M.M.I. : le COSIC travaille déjà avec certaines fédérations sportives nationales pour améliorer la performance de nos athlètes notamment en leur octroyant des bourses olympiques. Le nombre de ces athlètes est en perpétuelle augmentation et on ne peut qu’encourager cette démarche. Maintenant au niveau des Fédérations nationales, il faut redoubler d’efforts et miser sur le travail technique d’encadrement et de préparation pour le haut niveau. C’est un travail de longue haleine, mais comme on dit « Paris ne s’est pas fait en une journée ». Il faut persévérer.
Question : qui est le grand espoir des Comores à ces jeux ?

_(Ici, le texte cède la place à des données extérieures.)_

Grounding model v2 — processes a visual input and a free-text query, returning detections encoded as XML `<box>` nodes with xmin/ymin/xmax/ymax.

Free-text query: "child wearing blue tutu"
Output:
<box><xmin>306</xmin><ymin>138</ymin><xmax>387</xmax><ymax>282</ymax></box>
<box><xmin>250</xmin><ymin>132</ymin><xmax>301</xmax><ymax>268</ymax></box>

M.M.I. : comme je l’ai dit, tous nos athlètes engagés dans ces jeux représentent des espoirs pour le sport comorien sous plusieurs angles. On a vu Andy Barat dans trois disciplines du Canoë-kayak, il n’a pas du tout démérité, il s’est battu ardemment avec fierté et détermination sous les yeux du monde entier. Il n’a que 26 ans, et avec sa marge de progression, on pourra encore compter sur lui jusqu’en 2028 et au-delà. Quant à Maaroufou qui a été aligné dans l’épreuve reine du 100 mètres, il a passé le tour préliminaire en finissant 3ème de sa série, même, en étant en deçà de son temps de référence, sa régularité nous permet de dire qu’il fait partie des meilleurs de l’océan indien. Je pense pour les Jeux des Iles de l’Océan Indien « Comores 2027 ».
Pour Maecha Saadi, la benjamine de notre délégation, elle nous a fait vibrer dans le bassin olympique de La Défense Aréna. Elle a fait sa course en terminant première de sa série. Elle a pu rester constante pour couvrir une longueur de la piscine en pulvérisant son propre record et en descendant sous de 30 secondes. Son homologue masculin Hassane Hadji, malgré sa dernière place n’a pas démérité. L’épreuve du 100 mètres nage libre Hommes, c’est l’une des épreuves reines de la natation aux JO, très speed et très attendus avec au départ près de 80 athlètes. Figurez-vous que Hassane a concouru aux côtés de grands noms de la Natation mondiale, comme le chinois Pan Zhanle, ou l’australien Kyle Chalmers.
Question : En tant que président de la Fédération de gymnastique, qu'elles sont vos impressions sur la première compétition de gymnastique des JO ?
M.M.I. : En tant que président, je retiens la performance des gymnastes et le niveau élevé de la discipline. Je retiens aussi la beauté de cet art, si on peut le nommer ainsi, tant chez les garçons que chez les filles. C’est une très grande opportunité de pouvoir assister à cette compétition. L’intérêt éprouvé est d’autant plus grand, puisque la Fédération comorienne de gymnastique vise dans son plan stratégique de développement, de hausser le niveau de ses athlètes, de se procurer d’infrastructures adéquates et de s’aligner au niveau continental dans le quadriennal à venir. Nous espérons y parvenir avec détermination et que Dieu nous prête la force et le courage.
Votre dernier mot
M.M.I. : est-il besoin de rappeler que les Jeux Olympiques représentent le sommet du sport mondial et tout athlète rêve d’y participer. Cependant, le parcours n’est pas des plus faciles. Il est long et demande des efforts, de l’investissement et des sacrifices. J’encourage les jeunes athlètes comoriens à y penser et à poursuivre ce rêve.